Artikel ini diterjemahkan dari aslinya. Baca versi asli oleh koresponden kami di sini.
Sorotan
- SBI Holdings dan Solana Foundation meluncurkan SBI Solana Global untuk mengembangkan produk keuangan on-chain di Jepang, termasuk stablecoin yen dan obligasi tokenisasi.
- Peristiwa likuidasi senilai $253 juta, yang terutama berdampak pada posisi long Solana, meningkatkan volatilitas dan memperkuat sentimen risk-off di pasar kripto.
- SOL/USD menghadapi probabilitas tinggi penurunan berlanjut dalam rentang $71,13 hingga $76,9, dengan sinyal teknikal menunjukkan momentum bearish meski harga jangka pendek masih bertahan.
Inisiatif institusional baru dan tekanan likuiditas di tengah volatilitas pasar yang meningkat
SBI Holdings dan Solana Foundation telah membentuk usaha patungan, SBI Solana Global, untuk mengembangkan pasar keuangan on-chain di Jepang dengan rencana awal menerbitkan stablecoin yang dipatok yen, melakukan tokenisasi obligasi korporasi, dan meningkatkan solusi pembayaran lintas negara, menurut The Block. Inisiatif institusional ini menandakan upaya memperluas aplikasi dan infrastruktur dunia nyata Solana meski tekanan pasar masih berlangsung. Selain itu, OKX akan sementara menangguhkan layanan deposit dan penarikan USDC di jaringan Solana untuk pemeliharaan dompet mulai 14 Juli, yang dapat mengurangi akses likuiditas jangka pendek bagi pengguna, seperti dicatat oleh Crypto. Selain itu, peristiwa likuidasi senilai $253 juta yang terutama berdampak pada posisi long Solana telah meningkatkan volatilitas dan memperkuat sentimen risk-off di pasar, menurut Cryptobriefing.

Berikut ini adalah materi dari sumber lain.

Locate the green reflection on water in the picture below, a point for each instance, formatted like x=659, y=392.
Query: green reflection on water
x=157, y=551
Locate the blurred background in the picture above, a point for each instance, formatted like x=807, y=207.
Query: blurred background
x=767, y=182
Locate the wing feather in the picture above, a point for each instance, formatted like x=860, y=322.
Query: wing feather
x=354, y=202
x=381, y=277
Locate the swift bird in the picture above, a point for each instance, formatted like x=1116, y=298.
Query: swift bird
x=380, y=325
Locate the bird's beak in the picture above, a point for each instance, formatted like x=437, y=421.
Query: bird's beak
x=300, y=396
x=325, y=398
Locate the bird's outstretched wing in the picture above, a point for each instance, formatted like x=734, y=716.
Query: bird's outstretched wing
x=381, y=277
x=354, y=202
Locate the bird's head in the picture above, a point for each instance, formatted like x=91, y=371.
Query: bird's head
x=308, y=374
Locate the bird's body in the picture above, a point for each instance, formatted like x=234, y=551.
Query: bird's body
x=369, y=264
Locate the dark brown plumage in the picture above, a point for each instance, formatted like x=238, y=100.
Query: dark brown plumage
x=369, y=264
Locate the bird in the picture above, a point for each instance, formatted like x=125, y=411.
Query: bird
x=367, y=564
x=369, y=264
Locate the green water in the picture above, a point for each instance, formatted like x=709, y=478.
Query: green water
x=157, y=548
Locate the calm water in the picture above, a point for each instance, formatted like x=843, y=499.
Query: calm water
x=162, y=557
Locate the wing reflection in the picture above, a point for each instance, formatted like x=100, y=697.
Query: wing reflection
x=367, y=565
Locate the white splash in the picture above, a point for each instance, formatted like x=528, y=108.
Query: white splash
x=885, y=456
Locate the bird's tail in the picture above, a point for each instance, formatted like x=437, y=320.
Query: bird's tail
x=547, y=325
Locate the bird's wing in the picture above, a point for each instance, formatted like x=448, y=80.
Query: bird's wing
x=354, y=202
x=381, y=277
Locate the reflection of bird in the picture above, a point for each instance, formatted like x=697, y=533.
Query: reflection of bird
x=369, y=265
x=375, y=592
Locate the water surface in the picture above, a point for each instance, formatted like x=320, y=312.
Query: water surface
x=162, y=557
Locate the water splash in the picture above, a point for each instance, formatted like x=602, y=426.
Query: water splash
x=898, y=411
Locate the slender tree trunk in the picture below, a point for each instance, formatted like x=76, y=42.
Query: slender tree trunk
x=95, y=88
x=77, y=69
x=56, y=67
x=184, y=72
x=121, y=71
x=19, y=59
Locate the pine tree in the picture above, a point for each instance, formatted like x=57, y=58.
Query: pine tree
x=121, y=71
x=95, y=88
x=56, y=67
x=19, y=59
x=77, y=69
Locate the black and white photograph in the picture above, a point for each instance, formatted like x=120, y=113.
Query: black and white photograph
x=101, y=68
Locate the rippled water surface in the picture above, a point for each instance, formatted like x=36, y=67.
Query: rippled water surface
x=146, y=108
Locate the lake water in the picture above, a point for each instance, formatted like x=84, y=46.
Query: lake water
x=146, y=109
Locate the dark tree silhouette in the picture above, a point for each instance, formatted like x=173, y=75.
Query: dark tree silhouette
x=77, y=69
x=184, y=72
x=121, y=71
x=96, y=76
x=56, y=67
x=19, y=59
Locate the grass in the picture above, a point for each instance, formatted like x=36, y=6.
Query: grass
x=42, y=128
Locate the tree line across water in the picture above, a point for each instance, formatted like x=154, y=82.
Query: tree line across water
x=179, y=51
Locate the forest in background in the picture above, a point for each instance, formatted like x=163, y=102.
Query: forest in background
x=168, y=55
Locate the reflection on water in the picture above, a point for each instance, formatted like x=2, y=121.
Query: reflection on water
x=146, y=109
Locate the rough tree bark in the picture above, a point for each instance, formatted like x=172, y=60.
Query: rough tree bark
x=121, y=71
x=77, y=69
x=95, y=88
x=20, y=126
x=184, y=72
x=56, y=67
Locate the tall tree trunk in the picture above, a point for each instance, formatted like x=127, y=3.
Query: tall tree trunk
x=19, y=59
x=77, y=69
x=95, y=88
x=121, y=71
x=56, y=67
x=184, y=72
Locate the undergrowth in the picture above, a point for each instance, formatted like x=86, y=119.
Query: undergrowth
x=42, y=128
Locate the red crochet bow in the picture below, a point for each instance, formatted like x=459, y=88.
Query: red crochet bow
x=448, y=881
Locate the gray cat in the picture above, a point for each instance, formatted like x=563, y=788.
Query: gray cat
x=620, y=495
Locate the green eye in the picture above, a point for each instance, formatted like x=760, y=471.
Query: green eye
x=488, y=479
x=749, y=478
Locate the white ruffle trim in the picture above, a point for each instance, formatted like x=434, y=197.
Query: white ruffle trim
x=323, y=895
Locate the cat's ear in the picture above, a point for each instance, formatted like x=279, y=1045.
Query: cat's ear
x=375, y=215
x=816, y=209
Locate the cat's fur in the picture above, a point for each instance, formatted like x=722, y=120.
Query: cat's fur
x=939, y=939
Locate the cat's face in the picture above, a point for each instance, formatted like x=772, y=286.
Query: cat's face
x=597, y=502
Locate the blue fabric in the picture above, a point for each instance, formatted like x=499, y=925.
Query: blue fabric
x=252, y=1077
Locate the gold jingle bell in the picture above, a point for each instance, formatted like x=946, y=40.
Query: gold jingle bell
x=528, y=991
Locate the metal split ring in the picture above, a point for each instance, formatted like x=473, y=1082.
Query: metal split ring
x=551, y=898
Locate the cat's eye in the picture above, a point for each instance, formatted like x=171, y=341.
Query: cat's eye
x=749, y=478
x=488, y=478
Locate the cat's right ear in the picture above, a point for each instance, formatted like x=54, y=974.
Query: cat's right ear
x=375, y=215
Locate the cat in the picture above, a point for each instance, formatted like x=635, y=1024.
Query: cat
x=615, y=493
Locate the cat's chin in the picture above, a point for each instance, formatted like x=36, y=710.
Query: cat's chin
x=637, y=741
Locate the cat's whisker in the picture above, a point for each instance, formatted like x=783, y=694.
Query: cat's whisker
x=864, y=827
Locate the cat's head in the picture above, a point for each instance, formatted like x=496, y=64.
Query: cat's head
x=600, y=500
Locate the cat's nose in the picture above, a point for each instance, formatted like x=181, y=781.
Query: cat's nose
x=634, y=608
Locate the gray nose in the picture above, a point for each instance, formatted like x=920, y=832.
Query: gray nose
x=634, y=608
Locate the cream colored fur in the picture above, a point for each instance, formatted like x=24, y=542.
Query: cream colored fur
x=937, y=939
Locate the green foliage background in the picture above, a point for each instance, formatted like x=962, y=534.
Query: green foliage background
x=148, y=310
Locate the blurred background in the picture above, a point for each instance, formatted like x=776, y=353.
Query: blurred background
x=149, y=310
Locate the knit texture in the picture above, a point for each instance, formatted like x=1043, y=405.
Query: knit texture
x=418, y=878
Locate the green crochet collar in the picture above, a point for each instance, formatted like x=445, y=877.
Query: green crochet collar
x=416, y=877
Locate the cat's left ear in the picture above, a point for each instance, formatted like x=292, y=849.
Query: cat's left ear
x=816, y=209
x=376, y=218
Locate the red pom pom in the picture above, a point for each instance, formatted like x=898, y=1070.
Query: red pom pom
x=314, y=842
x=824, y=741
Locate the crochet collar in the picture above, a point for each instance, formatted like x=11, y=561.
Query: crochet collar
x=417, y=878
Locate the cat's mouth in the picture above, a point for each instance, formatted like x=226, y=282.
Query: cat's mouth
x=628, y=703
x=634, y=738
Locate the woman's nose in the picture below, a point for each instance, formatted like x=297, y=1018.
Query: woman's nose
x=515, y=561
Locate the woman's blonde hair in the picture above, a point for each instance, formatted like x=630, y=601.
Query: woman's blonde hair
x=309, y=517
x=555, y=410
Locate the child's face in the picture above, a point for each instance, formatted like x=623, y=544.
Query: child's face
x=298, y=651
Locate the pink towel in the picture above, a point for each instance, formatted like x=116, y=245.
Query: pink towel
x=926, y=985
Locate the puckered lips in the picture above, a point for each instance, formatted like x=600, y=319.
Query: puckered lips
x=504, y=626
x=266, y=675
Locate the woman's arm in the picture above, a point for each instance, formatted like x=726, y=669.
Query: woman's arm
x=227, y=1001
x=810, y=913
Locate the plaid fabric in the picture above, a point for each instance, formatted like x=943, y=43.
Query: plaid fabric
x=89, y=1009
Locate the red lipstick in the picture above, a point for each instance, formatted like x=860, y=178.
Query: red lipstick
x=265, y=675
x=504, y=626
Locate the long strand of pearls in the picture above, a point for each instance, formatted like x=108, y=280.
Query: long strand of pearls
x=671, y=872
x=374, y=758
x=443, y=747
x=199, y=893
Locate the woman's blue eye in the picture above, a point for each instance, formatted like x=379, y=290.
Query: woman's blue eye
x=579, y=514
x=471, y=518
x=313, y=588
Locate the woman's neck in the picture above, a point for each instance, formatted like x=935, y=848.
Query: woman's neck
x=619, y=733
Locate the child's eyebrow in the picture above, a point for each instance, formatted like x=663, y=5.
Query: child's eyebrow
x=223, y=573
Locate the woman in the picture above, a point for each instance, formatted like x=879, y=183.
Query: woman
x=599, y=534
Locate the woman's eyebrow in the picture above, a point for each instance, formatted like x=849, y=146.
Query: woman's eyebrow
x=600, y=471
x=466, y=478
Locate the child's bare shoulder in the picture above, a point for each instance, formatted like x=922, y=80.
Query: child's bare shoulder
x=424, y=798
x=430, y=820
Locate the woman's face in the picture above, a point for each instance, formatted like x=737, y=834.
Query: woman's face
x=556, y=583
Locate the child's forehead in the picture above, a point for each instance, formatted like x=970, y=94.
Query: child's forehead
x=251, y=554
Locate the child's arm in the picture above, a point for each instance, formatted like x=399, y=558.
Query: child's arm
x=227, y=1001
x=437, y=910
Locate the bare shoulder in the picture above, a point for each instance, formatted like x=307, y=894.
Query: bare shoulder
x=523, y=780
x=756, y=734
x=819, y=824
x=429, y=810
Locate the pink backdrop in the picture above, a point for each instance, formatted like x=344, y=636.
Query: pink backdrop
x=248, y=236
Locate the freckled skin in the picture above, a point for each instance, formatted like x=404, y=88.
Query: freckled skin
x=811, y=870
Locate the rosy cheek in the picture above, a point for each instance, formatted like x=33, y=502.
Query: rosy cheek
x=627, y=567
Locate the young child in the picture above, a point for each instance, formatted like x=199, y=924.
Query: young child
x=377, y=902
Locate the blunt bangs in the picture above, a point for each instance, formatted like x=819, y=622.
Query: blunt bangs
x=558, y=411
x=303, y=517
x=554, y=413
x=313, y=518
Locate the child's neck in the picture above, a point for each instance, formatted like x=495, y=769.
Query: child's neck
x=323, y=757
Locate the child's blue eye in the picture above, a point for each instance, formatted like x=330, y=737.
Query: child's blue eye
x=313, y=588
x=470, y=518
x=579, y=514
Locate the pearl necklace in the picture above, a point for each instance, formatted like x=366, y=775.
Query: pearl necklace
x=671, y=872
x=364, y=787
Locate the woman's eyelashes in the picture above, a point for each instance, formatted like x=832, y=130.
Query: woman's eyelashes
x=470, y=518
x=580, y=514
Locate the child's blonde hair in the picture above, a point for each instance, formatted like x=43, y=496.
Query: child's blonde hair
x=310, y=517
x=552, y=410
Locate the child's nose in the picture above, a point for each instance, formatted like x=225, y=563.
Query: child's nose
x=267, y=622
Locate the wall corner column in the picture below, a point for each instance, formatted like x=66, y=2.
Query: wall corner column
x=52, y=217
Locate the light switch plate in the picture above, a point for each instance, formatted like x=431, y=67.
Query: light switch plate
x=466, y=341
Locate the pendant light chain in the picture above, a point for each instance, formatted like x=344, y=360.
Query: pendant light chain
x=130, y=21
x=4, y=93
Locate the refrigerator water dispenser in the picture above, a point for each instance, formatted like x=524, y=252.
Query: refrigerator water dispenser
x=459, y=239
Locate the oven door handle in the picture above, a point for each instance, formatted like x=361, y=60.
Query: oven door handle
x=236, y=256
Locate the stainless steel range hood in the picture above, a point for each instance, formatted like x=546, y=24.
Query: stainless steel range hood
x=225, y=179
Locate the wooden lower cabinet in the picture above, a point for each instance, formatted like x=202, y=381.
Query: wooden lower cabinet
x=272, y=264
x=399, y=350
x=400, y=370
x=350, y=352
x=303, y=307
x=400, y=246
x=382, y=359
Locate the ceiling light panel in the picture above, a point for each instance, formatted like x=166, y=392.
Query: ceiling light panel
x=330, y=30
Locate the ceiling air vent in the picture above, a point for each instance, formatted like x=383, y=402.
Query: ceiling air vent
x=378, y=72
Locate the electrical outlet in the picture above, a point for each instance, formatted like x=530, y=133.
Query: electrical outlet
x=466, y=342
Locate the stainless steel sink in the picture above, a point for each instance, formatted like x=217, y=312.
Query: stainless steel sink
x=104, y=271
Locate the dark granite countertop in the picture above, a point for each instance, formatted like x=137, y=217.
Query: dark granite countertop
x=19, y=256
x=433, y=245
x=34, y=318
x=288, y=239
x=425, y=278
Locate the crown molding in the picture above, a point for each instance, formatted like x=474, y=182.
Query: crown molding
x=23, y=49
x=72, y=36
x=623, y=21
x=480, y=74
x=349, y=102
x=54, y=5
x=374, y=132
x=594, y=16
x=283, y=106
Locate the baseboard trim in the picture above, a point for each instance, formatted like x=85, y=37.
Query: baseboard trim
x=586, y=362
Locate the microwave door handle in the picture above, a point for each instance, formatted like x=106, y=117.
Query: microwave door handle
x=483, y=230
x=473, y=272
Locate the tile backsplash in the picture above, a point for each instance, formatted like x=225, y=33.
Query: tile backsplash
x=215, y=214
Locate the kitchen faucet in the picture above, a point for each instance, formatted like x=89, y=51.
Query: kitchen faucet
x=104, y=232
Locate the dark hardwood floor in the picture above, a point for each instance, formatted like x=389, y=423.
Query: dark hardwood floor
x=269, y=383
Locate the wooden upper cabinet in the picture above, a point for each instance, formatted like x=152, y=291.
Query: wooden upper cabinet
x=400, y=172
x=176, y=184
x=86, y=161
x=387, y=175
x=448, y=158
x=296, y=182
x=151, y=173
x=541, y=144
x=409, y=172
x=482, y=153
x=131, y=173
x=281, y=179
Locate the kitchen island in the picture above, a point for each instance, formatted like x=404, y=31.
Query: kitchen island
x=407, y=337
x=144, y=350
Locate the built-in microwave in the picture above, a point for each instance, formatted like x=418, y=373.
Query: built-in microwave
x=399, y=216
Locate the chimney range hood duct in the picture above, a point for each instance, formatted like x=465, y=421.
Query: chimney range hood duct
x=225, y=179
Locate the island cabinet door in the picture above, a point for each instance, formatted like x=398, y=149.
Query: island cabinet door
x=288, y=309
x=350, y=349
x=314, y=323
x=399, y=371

Sinyal teknikal bertentangan saat resistensi dan tekanan jual meningkat
Dari sisi teknikal, SOL menghadapi resistensi langsung di level Ichimoku Kijun $75,5, sementara diperdagangkan di atas moving average 20-periode namun di bawah moving average 50- dan 200-periode. Indikator utama menunjukkan prospek yang campur aduk: Moving Average Convergence Divergence (MACD) dan Average Directional Index (ADX) sama-sama mengonfirmasi bias jual yang kuat, dengan Relative Strength Index (RSI) di 44,35 juga mengindikasikan momentum negatif. Stochastic RSI berada di area overbought, Commodity Channel Index (CCI) netral, dan Bull/Bear Power menunjukkan dominasi pembeli secara intraday. Sementara itu, Awesome Oscillator mencatat posisi netral, mencerminkan sinyal teknikal yang bertentangan di tengah aksi harga intraday yang tetap tangguh.
Bias bearish mendominasi saat konsolidasi harga menjadi prospek jangka pendek
Ke depan untuk dua hingga tiga hari perdagangan berikutnya, SOL diperkirakan akan bergerak dalam rentang volatilitas $71,13 hingga $76,9. Ada probabilitas 79% penurunan berlanjut, dengan peluang 21% untuk berbalik naik. Skenario dasar memperkirakan konsolidasi harga dalam koridor ini. Breakout ke atas memerlukan pergerakan berkelanjutan di atas resistensi Kijun $75,5, sedangkan penurunan di bawah $71,13 akan memperkuat skenario bearish yang sedang berlangsung.
Sebelumnya dilaporkan bahwa SBI Holdings dan Solana Foundation membentuk usaha patungan untuk mengembangkan pasar keuangan on-chain di Jepang, menyoroti meningkatnya minat institusional terhadap infrastruktur blockchain Solana. Prospek teknikal saat ini, ditambah volatilitas pasar yang tinggi dan kemitraan dunia nyata yang terus berkembang, menunjukkan bahwa trader harus memantau pergerakan tegas di luar rentang $71,13 hingga $76,9 sebagai titik infleksi kunci berikutnya untuk Solana.